Matthew Tirrell: Upon the receipt of the award for the new Material Research Science and Engineering Center (MRSEC), we structured, in concert with our member companies, the "CIE/MRSEC Industrial Partnership" which allows companies to participate in the activities of either or both centers by executing a standard participation agreement. In their other relationships, the two centers operate independently.
David Schetter: Have you approached your current members for sustaining or increasing any contribution to give you a core; and if you have, what was their response?
Matthew Tirrell: Over the past ten years, there have been two increases in annual fees, agreed to by member companies. As we continue with the new industrial partnership, the same basic fee structure will apply.
Thomas Manuel, Council for Chemical Research, Inc.: To link Christopher Hill's point with Laren Tolbert' s for this discussion, we are dealing with a classic perception in academia that things are priced based on the cost for them. But this is not the case. Things are priced based on their value in the marketplace. And companies, due to the dynamics of the globe today, are forced to be very hard-nosed about their own profitability, getting the results for their shareholders at the lowest possible cost.
So the issue is not that you are selling your research too cheaply. The issue is whether a company will pay whatever you charge compared with what, for example, Imperial College, Taiwan, or what a cooperative research and development agreement involving Los Alamos will charge. This is a common disconnect between the academic and the industrial communities on this issue, and we need to be aware of it.

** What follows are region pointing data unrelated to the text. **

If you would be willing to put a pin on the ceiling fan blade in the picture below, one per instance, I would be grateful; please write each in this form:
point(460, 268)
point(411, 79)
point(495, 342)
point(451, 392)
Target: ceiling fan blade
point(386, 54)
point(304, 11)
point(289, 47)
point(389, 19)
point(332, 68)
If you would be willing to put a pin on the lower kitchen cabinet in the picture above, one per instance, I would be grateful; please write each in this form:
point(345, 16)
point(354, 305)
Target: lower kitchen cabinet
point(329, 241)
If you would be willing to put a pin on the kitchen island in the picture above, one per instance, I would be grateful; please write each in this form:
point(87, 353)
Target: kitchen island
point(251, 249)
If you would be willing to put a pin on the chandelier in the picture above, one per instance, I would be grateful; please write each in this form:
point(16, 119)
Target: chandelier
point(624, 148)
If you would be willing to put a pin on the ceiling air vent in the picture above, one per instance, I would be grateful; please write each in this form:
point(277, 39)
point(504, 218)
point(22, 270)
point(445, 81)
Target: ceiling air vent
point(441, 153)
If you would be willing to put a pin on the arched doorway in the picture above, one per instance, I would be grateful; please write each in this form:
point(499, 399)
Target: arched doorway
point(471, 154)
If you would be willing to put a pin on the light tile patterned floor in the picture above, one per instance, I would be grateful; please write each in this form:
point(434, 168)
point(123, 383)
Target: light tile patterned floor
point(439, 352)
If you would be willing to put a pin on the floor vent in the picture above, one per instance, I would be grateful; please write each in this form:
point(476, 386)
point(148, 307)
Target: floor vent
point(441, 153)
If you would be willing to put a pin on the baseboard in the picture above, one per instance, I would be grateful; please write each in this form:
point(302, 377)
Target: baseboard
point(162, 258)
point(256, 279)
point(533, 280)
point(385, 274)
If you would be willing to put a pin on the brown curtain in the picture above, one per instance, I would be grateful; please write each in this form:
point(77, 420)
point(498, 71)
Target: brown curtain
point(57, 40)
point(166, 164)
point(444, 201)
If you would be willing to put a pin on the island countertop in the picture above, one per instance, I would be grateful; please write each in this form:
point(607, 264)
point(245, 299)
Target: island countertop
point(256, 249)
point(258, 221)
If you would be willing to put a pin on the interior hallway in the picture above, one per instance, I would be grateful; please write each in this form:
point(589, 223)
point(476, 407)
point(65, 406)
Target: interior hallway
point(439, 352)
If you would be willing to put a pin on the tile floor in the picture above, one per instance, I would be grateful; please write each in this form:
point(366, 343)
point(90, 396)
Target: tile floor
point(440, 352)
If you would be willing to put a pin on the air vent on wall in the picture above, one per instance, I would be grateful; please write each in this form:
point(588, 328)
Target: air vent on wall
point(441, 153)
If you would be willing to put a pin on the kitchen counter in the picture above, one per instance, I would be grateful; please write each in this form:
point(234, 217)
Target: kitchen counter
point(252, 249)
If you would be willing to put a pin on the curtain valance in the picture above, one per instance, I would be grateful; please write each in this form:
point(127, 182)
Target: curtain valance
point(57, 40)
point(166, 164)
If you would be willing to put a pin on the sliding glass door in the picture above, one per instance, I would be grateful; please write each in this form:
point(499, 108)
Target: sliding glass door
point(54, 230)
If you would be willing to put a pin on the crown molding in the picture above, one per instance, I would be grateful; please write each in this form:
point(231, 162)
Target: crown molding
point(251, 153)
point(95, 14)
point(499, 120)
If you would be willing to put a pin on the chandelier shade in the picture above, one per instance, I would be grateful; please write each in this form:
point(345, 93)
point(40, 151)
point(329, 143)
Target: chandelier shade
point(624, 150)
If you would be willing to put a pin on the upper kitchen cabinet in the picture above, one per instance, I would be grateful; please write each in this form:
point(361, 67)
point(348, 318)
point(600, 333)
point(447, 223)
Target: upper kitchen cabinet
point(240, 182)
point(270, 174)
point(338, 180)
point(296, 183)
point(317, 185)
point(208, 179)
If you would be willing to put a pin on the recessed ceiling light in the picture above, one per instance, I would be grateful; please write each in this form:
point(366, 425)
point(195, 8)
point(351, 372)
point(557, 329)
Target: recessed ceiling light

Matthew Tirrell: At CIE, we have been careful in setting the prices we charge for what we offer and have always done this in consultation with our industrial advisory board. Also, our member companies report great benefit that has accrued by their taking the results of our nonproprietary research and applying them in the context of their own products and processes. We have solicited "nuggets" from companies regarding the benefits from their participation in the center. In one case, the company reported savings of over $25 million thanks to the application of a technique learned by one of its Industrial Fellows during a campus residency. In another case, a new product resulted from the application of fundamentals garnered at the center. In all, we have recorded over 365 of these "nuggets."
Thomas Manuel: The problem is that the economics that I described are localized free market parochial microeconomics. In a macroeconomics sense, and in the enterprise, the nation has a different set of values. The timeframes are so long that individual companies find it hard to deal with them.
Matthew Tirrell: Indeed, this is an issue that we often confront. Some companies have simply chosen not to participate based on timeframe concerns. Some companies have chosen to withdraw based on the shortening of their time horizons. Simply stated, companies and their timeframes change quite often, with some companies coming and going.